2.4.1.2 Vriendschap formatie onder studenten

Onderzoekers gebruikten e-mail logs en ​​administratieve gegevens om de vorming vriendschap begrijpen. Dit onderzoek vereist het omgaan met de onvolledigheid van big data.

In veel situaties, onderzoekers zijn niet gelukkig genoeg om alles wat ze automatisch op één plek willen verzameld hebben. Twee veel voorkomende problemen zijn onvolledige informatie over de mensen en een mismatch tussen theoretische concepten en data.
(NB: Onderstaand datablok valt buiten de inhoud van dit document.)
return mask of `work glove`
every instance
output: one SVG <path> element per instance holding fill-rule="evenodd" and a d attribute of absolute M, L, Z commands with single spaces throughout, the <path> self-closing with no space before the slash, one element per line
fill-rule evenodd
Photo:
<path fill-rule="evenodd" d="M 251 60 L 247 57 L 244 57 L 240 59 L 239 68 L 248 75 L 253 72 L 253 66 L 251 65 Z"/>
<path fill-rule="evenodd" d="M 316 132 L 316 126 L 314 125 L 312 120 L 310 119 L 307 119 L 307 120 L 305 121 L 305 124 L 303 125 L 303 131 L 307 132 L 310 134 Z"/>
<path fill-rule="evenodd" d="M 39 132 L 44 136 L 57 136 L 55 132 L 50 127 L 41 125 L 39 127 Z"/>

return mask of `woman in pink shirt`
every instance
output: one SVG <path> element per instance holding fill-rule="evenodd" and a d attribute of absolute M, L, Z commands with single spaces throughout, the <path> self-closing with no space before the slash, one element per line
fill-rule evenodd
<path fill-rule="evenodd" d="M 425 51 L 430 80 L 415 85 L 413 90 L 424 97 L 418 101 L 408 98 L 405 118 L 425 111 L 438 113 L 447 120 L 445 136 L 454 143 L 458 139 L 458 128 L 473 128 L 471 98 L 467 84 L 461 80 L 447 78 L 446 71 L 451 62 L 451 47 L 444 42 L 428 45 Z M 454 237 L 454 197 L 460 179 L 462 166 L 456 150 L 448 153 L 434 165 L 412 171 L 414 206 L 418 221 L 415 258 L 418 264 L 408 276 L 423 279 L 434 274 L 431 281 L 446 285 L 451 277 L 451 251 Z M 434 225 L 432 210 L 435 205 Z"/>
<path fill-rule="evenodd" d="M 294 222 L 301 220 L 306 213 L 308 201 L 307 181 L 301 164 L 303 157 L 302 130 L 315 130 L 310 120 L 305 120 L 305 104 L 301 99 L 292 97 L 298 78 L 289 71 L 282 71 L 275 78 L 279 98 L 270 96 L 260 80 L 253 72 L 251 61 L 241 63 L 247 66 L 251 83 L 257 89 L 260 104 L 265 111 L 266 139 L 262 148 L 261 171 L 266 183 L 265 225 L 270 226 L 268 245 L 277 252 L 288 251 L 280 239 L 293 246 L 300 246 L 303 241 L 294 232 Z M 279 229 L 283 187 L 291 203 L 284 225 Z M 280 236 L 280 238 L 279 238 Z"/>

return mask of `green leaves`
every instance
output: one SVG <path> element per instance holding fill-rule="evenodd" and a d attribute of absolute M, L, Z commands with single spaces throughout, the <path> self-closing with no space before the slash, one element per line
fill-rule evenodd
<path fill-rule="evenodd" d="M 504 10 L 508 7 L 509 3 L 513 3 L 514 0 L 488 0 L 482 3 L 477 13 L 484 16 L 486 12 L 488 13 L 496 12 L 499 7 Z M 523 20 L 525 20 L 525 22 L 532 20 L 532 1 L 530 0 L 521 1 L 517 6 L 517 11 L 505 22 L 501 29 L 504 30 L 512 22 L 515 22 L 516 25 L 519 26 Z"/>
Beide problemen werden aangepakt door Kossinets en Watts (2009) , als onderdeel van hun inspanningen om te begrijpen hoe de sociale netwerken evolueren.

Ruwweg onderzoekers denken dat social network evolutie wordt aangedreven door drie kenmerken: 1) de structuur van bestaande relaties 2) gezamenlijke activiteiten (bv, slaapzalen, klassen) en 3) demografie. Inzicht in de onderlinge verbanden tussen deze drie factoren vereist longitudinale netwerkgegevens gecombineerd met informatie over de demografische ontwikkelingen en activiteiten van individuen '. Eerdere studies hadden een aantal van deze functies, maar geen enkele had alle drie.

Kossinets en Watts begonnen hun onderzoek door de overname van de e-mail logs van een grote universiteit. Echter, deze e-mail logs alleen waren incompleet, ze geen alles wat nodig is om de verschillende factoren netwerk evolutie te begrijpen. Daarom Kossinets en Watts fuseerde deze e-logs, met twee andere bronnen van informatie: demografische gegevens van de universiteit en informatie over de gezamenlijke activiteiten (bv studentenresidentie informatie en een volledig overzicht van de inschrijving in cursussen) verzameld. Nadat deze drie informatiebronnen, die elk onvolledig was, werden samengevoegd en Kossinets Watts had een krachtige datastructuur begrip netwerkevolutie.

Maar, er was een laatste uitdaging die ze moesten overwinnen. Kossinets en Watts wilde onderzoeken hoe het sociale netwerk in deze universiteit ontwikkeld, zodat ze behoefte aan een manier om de e-mail logs te gebruiken in een schatting van die verbonden was met wie op welk moment. Zoals besproken in eerder (paragraaf 2.3.2.1), dit soort operationalisering van theoretische concepten is een grote uitdaging bij het gebruik van digitale sporen voor sociaal-wetenschappelijk onderzoek. Op het einde, Kossinets en Watts besloten dat twee mensen werden beschouwd aangesloten op het moment \ (t \) als en slechts als zij e-mails (\ (i \) gemaild \ (j \) en \ (j \) gemaild \ (hadden uitgewisseld i \)) in de laatste 60 dagen. Deze keuzes waren niet willekeurig; ze waren gebaseerd op een zorgvuldige afweging van deze empirische instelling en Kossinets en Watts gecontroleerd dat hun resultaten waren robuust deze keuzes. In het algemeen, als uw operationalisering gaat om het kiezen van een aantal specifieke cutoffs-zeggen 60 dagen in plaats van 30 dagen of 90 dagen-het is een goed idee om ervoor te zorgen dat je resultaten zijn niet gevoelig voor deze keuze.

Zodra Kossinets en Watts het probleem veroorzaakt door de onvolledigheid aangepakt (zoals ontbrekende demografische informatie, ontbrekende informatie over gezamenlijke activiteit, en ontbrekende theoretische concepten), hadden ze de gegevens die hen in staat stelde om de drie belangrijkste krachten die het netwerk evolutie kan rijden begrijpen: 1) de structuur van de bestaande relaties 2) gezamenlijke activiteiten (bv, slaapzalen, klassen) en 3) demografie. In overeenstemming met eerder onderzoek, vonden ze dat mensen met dezelfde demografische hebben meer kans om relaties te vormen. Echter, in tegenstelling tot eerdere studies, vonden ze dat dit patroon werd sterk beperkt door de bestaande structuur van het netwerk en de gezamenlijke activiteiten. Met andere woorden, het patroon dat eerder onderzoekers hadden gezien gedeeltelijk verklaard door data die eerdere onderzoekers niet hebben. Door dus succes het behandelen van de onvolledigheid van de gegevens, en Kossinets Watts konden verduidelijken de interactie van een aantal verschillende factoren die sociaal netwerk evoluties rijden.